Sophie Jodoin & Jacinthe Lessard-L

Sophie Jodoin/Jacinthe Lessard-L
Battat Contemporary
To September 20, 2014

The dovetailing works by Sophie Jodoin and Jacinthe Lessard-L marked yet another chapter in this gallery’s ongoing devotion to dialogical presentations.  In photography/video (Lessard-L) and drawing/collage (Jodoin), two bodies of work that initially seem to be diametrically opposed wind up sharing a similar ethics of making, pristine regimens of fabrication and kindred intensity.

The real surprise here is the work of Jodoin, with its Constructivist and minimalist ethos seemingly light-years removed from her figurative works that are so awash in darkness. One has only to think back upon the inaugural Battat exhibition when she showed seventy-five black-framed drawings, mostly of hugely expressive, achingly rendered human heads (with some notably monstrous exceptions), to perceive a leap back from the dark in this new work. But, all is decidedly not as it seems. Those heads with their powerfully individualistic personae are equalled here by the unusual tenor of her abstractions, here related to bookmaking, and their myriad idiosyncrasies. And, we should be mindful of the fact that the artist has been using collage as a preliminary phase in the creation of her drawings for years.

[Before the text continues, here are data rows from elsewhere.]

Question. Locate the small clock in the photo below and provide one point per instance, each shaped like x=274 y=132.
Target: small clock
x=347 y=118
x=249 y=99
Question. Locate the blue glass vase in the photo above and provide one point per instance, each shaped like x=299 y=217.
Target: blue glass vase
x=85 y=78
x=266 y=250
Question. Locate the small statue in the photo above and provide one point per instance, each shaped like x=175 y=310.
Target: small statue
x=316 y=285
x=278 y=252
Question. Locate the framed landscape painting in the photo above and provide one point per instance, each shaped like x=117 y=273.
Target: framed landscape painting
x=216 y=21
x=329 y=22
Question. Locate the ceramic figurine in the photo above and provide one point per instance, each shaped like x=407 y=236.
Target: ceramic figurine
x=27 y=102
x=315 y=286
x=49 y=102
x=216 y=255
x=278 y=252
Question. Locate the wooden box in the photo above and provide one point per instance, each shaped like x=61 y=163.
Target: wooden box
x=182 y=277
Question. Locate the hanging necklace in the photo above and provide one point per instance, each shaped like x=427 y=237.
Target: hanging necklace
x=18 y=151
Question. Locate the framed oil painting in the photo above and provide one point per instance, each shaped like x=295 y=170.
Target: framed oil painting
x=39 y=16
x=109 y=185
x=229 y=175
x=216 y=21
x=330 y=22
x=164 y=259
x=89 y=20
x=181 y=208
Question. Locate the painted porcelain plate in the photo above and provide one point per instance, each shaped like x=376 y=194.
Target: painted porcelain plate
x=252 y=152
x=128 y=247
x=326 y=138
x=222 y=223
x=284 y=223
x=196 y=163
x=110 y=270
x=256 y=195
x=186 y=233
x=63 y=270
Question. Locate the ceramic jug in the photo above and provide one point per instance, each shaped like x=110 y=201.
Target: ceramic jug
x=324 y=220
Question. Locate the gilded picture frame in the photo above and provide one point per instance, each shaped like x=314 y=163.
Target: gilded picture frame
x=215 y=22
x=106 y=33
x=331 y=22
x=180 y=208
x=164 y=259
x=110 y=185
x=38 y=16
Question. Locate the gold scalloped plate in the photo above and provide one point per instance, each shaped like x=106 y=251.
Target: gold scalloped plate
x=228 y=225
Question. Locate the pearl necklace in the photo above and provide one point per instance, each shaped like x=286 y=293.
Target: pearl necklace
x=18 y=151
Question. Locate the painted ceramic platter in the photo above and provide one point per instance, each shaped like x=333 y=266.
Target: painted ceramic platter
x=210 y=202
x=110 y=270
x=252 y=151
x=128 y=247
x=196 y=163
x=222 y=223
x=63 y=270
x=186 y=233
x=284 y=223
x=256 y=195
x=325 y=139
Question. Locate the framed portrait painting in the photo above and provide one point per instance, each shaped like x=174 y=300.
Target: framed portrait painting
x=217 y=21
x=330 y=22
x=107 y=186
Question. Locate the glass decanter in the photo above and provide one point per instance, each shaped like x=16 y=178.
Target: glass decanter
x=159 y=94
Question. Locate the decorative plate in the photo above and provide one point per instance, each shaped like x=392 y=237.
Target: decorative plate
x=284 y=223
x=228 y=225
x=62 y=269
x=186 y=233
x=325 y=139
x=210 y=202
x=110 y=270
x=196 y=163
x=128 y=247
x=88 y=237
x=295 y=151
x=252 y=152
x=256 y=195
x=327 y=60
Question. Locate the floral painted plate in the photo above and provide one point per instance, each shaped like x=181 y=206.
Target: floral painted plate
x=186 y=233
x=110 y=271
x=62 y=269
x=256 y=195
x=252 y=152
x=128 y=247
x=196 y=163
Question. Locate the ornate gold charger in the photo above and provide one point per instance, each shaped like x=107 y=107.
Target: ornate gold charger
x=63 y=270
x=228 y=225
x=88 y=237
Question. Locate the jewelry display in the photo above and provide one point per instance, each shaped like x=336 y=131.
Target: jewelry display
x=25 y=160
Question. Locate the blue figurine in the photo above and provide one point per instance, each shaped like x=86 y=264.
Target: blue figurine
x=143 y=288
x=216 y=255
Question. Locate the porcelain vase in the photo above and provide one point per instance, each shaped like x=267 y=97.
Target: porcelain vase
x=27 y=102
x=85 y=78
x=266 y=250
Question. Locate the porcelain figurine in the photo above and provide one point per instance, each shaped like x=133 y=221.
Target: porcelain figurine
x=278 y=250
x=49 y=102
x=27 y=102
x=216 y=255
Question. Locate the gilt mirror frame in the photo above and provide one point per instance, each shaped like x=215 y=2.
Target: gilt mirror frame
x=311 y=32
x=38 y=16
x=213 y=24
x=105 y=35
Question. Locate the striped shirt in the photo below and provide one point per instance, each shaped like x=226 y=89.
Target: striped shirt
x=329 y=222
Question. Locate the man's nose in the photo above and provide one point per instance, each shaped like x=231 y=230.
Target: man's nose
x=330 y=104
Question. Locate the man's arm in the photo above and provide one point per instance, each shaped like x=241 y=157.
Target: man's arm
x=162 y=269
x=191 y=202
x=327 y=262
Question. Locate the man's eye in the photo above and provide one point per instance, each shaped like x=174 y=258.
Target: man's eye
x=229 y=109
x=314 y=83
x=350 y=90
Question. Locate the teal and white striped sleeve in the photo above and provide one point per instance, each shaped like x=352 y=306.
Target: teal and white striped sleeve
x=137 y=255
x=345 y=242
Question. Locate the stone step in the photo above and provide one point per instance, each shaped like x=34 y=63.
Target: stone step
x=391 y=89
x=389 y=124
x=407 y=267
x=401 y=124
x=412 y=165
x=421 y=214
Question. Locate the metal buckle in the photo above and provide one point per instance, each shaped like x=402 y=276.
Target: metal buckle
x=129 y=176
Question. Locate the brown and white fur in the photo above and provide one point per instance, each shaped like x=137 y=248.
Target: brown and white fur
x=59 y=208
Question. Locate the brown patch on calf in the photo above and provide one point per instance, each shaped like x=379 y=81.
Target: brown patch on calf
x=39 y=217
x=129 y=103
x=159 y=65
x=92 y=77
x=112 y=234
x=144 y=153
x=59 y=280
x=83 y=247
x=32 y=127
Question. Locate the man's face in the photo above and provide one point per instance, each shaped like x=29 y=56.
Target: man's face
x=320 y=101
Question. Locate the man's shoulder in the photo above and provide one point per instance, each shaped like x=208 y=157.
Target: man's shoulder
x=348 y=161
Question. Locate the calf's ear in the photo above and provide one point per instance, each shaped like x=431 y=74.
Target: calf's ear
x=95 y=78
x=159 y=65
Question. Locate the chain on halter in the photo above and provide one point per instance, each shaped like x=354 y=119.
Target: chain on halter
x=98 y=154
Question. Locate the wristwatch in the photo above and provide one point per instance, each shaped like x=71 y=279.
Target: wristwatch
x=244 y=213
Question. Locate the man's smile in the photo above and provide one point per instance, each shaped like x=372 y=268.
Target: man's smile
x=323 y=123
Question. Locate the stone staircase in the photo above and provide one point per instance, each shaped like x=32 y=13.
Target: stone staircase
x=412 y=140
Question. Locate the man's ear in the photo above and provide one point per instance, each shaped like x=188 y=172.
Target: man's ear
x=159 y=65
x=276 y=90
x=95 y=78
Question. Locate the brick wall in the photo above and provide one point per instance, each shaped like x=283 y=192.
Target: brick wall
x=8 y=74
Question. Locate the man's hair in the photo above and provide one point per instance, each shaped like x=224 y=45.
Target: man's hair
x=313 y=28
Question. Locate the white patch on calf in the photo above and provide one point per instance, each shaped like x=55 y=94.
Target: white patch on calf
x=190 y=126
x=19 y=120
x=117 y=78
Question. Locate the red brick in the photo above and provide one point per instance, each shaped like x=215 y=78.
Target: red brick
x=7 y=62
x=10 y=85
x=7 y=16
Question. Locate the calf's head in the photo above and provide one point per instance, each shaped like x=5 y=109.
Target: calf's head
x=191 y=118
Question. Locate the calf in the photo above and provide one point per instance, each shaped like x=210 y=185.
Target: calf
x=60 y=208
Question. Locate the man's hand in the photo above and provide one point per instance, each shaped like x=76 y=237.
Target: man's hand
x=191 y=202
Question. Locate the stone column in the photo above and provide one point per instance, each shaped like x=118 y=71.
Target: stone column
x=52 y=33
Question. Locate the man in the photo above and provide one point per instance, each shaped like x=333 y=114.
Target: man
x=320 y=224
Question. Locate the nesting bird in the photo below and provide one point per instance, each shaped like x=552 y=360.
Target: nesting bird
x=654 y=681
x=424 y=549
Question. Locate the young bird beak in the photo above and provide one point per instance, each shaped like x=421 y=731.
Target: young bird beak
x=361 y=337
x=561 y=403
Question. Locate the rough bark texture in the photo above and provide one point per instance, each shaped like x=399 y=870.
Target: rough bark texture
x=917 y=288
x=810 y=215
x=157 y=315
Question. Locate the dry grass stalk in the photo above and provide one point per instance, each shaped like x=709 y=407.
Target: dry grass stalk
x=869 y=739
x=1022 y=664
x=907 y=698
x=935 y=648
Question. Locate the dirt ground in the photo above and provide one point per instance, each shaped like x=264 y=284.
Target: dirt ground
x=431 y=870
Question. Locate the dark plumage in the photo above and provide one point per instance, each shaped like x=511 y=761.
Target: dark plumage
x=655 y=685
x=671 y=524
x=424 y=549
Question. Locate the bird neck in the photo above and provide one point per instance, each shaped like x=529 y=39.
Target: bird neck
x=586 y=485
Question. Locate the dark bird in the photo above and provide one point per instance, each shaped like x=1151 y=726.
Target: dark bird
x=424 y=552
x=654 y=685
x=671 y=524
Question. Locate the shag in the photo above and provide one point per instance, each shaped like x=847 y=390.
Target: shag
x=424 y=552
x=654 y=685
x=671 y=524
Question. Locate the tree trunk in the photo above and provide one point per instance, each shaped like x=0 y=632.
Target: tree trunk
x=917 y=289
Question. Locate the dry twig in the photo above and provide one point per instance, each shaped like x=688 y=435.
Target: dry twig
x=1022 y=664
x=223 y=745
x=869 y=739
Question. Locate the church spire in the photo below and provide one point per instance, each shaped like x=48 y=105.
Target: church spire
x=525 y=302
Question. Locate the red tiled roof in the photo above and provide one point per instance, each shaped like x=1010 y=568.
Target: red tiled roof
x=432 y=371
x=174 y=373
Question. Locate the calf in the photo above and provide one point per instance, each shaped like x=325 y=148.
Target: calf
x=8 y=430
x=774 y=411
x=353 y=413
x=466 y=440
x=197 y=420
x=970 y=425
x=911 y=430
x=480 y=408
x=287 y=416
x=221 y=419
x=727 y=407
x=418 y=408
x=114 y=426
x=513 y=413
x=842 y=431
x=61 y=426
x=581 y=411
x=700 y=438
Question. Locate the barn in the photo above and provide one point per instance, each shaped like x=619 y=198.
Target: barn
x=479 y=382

In the absence of the human body, nevertheless heavily implicated here as suggestive spatial presence, one marvels at Jodoin’s indelibly precise markings. I have argued elsewhere that her technical virtuosity has always been laudable and the works in this show are no exception to that rule.  (If she were only to exhibit works like these she would be perceived as an abstractionist to reckon with, just as one might argue that if Marion Wagschal, whose reputation as a figurative artist knows few equals, were to show the abstractions she has executed over the years, well, she would be undoubtedly be praised as a fine abstract painter.)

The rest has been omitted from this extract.